Mi decisión de no tener hijos fue por mi incapacidad de proporcionarle a la criatura un ambiente propicio para criarlo, tal y como yo creía que debía ser según mis creencias y mi experiencia.

Mi frustración, mi fracaso, era que si yo no podía ser responsable de mí misma ¿cómo iba a hacerme responsable de una criatura?

Esa era la base de mi trabajo, de mi proceso de terapia, hacerme responsable de mí, encontrar el autoapoyo.

En un ejercicio de responsabilidad, sin ser consciente de ello, decidí no tener hijos si no existían las condiciones necesarias para su desarrollo.
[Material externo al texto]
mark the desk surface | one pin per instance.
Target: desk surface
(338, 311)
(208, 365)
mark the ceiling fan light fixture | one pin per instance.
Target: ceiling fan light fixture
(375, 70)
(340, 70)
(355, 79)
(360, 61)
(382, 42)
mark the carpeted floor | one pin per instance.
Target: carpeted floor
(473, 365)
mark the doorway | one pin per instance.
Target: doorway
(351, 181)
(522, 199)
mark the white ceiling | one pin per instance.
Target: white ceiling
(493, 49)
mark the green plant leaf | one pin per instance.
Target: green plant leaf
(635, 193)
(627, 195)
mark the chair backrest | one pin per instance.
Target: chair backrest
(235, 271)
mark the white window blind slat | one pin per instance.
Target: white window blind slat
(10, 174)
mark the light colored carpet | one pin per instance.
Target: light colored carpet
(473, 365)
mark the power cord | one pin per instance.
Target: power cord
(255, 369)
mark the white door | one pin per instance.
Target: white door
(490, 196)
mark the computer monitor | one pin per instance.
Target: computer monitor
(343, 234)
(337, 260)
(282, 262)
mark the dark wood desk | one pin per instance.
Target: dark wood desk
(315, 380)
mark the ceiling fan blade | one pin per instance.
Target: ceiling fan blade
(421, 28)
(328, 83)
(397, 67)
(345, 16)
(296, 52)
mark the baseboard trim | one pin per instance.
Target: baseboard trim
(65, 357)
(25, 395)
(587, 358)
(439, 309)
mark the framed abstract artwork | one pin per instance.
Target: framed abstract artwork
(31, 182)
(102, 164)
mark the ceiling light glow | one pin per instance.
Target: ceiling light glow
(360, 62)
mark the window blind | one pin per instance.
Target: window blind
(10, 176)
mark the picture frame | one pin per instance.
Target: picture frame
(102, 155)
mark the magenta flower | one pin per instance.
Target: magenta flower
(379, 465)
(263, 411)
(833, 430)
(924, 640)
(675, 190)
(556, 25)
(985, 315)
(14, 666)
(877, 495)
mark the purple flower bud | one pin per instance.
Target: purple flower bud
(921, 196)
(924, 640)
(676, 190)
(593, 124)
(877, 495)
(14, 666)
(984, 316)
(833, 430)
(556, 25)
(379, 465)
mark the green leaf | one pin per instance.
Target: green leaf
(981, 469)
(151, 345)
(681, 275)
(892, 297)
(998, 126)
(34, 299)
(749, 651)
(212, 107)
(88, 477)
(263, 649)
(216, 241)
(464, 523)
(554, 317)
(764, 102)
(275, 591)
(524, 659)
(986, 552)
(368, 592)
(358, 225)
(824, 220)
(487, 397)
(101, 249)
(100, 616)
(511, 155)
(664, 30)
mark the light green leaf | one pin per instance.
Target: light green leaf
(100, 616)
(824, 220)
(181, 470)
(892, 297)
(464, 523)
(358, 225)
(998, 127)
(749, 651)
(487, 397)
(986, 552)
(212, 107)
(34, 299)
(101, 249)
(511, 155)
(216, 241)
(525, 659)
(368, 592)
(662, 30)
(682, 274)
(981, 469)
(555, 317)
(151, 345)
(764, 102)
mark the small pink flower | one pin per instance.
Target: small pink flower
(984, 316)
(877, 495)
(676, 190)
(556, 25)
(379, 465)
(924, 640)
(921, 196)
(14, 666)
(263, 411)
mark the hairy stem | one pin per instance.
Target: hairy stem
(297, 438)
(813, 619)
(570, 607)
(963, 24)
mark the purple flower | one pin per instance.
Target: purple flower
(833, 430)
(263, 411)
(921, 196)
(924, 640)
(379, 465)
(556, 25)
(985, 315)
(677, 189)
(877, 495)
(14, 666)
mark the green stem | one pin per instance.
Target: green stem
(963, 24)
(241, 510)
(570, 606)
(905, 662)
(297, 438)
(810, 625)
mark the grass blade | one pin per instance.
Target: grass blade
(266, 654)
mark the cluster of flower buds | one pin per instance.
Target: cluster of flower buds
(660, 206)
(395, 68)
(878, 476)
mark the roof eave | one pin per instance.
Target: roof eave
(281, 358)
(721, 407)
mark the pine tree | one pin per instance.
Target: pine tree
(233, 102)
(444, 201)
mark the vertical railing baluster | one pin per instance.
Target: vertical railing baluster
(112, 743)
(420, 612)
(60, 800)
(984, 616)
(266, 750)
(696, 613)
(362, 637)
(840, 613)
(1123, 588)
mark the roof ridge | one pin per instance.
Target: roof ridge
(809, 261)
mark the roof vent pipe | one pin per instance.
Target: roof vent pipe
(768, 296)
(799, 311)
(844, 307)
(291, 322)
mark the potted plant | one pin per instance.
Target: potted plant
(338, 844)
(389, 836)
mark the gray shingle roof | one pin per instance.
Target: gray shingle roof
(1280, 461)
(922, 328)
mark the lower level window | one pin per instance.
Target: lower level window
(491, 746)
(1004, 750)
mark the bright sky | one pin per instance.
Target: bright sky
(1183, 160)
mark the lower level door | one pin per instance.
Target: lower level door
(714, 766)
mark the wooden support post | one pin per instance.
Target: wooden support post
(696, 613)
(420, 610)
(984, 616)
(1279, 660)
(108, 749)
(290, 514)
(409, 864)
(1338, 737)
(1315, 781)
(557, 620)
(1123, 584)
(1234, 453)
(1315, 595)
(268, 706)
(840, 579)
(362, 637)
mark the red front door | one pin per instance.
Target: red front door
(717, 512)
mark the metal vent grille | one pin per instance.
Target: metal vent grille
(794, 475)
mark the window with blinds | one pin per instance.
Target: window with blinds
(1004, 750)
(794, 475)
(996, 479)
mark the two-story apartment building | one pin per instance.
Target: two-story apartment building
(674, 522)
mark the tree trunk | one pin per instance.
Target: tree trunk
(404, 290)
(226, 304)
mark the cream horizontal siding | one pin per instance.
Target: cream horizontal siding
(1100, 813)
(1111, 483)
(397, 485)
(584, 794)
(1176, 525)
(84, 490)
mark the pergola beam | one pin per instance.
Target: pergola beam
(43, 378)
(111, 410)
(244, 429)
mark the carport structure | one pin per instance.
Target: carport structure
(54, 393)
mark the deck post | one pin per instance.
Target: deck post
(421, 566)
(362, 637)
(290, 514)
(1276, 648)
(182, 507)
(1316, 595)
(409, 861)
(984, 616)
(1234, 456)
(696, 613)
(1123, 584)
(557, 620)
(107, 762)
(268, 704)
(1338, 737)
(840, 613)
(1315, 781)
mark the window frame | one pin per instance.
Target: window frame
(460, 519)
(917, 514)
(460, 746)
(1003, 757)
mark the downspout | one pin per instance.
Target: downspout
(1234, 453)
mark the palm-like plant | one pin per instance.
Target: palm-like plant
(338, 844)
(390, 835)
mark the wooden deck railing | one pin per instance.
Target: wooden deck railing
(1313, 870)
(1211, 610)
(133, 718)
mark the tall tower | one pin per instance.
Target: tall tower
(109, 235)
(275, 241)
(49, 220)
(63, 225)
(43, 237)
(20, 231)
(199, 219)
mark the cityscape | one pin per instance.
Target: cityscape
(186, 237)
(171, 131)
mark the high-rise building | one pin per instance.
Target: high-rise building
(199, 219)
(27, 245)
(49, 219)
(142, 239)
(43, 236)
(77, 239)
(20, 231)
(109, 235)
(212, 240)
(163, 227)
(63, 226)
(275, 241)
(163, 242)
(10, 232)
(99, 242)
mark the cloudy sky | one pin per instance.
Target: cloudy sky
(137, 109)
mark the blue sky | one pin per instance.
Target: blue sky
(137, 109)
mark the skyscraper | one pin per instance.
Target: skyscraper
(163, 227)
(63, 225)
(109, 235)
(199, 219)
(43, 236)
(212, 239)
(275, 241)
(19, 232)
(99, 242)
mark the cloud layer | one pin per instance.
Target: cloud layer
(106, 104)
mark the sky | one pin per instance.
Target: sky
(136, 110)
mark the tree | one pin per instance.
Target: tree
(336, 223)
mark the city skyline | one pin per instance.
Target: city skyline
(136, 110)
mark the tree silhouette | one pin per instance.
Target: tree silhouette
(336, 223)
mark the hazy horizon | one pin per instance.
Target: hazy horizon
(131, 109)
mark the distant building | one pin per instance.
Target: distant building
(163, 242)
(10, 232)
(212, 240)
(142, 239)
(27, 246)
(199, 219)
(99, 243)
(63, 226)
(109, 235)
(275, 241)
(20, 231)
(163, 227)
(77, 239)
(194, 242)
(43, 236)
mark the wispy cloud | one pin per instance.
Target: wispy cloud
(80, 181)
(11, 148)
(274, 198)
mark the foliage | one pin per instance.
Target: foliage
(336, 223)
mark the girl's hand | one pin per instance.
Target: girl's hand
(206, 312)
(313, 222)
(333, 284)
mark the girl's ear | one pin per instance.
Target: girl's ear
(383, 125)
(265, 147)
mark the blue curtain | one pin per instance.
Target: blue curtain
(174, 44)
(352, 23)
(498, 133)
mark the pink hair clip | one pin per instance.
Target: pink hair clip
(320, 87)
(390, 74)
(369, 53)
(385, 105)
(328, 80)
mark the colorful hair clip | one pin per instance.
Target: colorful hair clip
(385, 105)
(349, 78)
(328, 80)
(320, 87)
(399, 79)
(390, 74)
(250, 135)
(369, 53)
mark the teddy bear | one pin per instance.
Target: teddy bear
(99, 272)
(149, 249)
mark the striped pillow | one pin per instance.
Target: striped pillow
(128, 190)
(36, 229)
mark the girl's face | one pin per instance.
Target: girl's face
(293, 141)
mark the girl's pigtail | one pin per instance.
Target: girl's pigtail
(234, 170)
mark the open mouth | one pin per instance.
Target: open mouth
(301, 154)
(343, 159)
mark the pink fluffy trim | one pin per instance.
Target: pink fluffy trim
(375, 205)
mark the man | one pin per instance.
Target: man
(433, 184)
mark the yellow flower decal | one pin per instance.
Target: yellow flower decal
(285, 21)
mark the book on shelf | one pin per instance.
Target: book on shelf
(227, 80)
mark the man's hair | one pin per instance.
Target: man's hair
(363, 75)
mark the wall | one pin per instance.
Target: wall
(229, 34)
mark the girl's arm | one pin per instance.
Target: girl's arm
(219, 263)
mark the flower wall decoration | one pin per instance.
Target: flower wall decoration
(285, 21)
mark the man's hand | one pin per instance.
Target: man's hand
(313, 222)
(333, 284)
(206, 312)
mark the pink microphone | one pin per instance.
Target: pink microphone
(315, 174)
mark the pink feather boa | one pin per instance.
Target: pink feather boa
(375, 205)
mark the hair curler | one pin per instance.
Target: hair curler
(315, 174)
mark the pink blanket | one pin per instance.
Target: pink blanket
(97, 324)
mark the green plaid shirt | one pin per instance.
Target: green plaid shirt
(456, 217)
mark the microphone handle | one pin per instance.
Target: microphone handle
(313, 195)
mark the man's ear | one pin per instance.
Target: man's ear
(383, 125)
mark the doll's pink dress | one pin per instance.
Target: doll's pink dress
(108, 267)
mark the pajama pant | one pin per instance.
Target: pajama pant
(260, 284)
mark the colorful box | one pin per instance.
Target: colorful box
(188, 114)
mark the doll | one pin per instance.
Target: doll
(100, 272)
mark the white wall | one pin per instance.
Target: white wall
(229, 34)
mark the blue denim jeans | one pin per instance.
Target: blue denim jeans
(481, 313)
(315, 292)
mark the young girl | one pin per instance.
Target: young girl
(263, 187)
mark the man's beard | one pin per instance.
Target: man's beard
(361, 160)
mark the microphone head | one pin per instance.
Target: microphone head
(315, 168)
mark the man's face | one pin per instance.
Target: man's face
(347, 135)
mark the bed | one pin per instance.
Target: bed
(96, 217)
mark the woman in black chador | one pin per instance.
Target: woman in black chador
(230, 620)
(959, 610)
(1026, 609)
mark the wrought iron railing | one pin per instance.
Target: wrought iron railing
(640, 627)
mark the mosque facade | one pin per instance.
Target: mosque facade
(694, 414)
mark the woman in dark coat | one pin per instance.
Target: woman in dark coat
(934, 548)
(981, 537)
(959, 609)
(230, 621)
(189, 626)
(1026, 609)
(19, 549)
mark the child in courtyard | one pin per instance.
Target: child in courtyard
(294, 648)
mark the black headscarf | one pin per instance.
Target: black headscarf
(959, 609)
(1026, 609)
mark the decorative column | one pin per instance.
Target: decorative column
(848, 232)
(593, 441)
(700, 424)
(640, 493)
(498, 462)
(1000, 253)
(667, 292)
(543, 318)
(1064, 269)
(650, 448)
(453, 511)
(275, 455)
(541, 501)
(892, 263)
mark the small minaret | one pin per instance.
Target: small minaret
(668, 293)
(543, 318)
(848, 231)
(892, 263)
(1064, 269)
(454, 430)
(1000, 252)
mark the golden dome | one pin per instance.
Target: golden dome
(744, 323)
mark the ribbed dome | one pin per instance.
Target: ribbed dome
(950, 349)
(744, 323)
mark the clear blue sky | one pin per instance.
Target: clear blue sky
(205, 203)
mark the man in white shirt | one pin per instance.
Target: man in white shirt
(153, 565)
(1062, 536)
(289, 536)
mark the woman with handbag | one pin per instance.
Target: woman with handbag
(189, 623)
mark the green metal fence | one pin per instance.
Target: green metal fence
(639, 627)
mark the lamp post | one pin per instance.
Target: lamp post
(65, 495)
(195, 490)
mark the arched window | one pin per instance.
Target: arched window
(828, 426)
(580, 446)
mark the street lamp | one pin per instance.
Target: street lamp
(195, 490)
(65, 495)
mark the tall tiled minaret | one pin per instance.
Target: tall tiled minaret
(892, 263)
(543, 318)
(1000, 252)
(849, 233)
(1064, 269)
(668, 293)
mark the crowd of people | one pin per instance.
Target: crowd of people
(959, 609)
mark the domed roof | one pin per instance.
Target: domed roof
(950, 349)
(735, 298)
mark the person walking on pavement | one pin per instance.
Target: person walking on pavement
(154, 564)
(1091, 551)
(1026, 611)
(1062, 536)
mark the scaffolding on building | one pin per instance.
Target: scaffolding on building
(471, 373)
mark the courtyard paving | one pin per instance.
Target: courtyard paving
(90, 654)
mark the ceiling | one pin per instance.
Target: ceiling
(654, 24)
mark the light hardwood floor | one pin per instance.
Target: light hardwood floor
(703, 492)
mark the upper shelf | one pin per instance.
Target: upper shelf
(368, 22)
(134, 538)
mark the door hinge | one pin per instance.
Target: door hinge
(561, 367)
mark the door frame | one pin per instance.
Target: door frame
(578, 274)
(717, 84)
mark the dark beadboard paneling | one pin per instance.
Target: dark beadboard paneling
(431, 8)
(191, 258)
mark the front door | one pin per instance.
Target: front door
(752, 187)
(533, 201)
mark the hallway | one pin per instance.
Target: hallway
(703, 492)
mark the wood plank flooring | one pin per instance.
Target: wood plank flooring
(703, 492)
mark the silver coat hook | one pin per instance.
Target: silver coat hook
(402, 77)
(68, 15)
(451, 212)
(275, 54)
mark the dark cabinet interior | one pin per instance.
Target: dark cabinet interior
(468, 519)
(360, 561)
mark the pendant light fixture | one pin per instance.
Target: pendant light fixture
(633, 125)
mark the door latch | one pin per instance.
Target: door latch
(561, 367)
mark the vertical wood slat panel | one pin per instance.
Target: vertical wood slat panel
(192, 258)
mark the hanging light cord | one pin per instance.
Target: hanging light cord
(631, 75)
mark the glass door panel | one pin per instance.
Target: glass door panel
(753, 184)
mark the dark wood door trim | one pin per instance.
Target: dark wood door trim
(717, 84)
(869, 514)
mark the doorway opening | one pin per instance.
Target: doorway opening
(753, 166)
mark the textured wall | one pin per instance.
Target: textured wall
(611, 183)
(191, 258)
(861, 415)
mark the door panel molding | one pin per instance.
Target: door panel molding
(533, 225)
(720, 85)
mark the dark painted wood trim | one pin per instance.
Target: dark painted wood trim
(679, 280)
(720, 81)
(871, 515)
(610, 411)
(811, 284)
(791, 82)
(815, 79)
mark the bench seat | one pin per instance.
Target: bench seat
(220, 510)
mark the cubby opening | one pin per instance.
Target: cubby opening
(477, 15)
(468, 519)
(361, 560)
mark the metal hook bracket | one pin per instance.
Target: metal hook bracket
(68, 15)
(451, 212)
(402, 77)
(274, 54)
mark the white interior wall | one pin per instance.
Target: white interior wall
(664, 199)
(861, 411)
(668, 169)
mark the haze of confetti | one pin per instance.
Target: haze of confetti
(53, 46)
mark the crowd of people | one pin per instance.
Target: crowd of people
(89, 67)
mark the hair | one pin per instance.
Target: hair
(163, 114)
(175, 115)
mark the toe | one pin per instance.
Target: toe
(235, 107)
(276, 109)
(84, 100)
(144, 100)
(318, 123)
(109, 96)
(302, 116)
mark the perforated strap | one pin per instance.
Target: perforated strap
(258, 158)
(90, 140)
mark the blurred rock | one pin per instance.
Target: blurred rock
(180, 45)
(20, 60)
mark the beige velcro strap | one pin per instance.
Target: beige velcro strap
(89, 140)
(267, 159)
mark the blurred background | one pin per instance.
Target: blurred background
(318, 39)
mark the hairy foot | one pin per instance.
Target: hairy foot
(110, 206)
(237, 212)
Nunca me planteé ser madre soltera, para mí, lo imprescindible era que una criatura debía tener una familia que lo sostuviera tal y como se merece un niño, sin tener que soportar las neuras de sus progenitores, o sus inseguridades, o su precariedad emocional.

Ahora, con el tiempo y la distancia, ya no me fustigo. Acabo de cumplir 47 años. Hace poco alguien me dijo “hubieras sido una buena madre” y yo pude contestar, sin dolor, “si, ahora lo hubiera sido”.

Si has llegado hasta aquí te lo agradezco y quiero compartir contigo mi reflexión después de este culebrón.

Tal vez no haya sido madre, pero si soy hija y como terapeuta me he encontrado muchas veces con las heridas de infancia de mis pacientes que provenían de la relación con sus padres.

Ya sabemos que los niños no vienen con un libro de instrucciones bajo el brazo y que pueden llegar a sacar lo peor de ti. Hay que estar muy equilibrado para lidiar con noches de insomnio, enfermedades y sustos, así que, si una decide no enfrentarse a eso o no se ve preparada, es más sano poder reconocerlo y dejarse tranquila, como dice la canción, “Y lo que opinen los demás está de más”.

Si dudas, entonces siempre puedes iniciar un proceso de terapia para discernir que es lo que realmente quieres hacer. Poder diferenciar lo que es tuyo de lo que has “heredado” te ayudará a conocer tus verdaderas motivaciones para ser o no ser madre.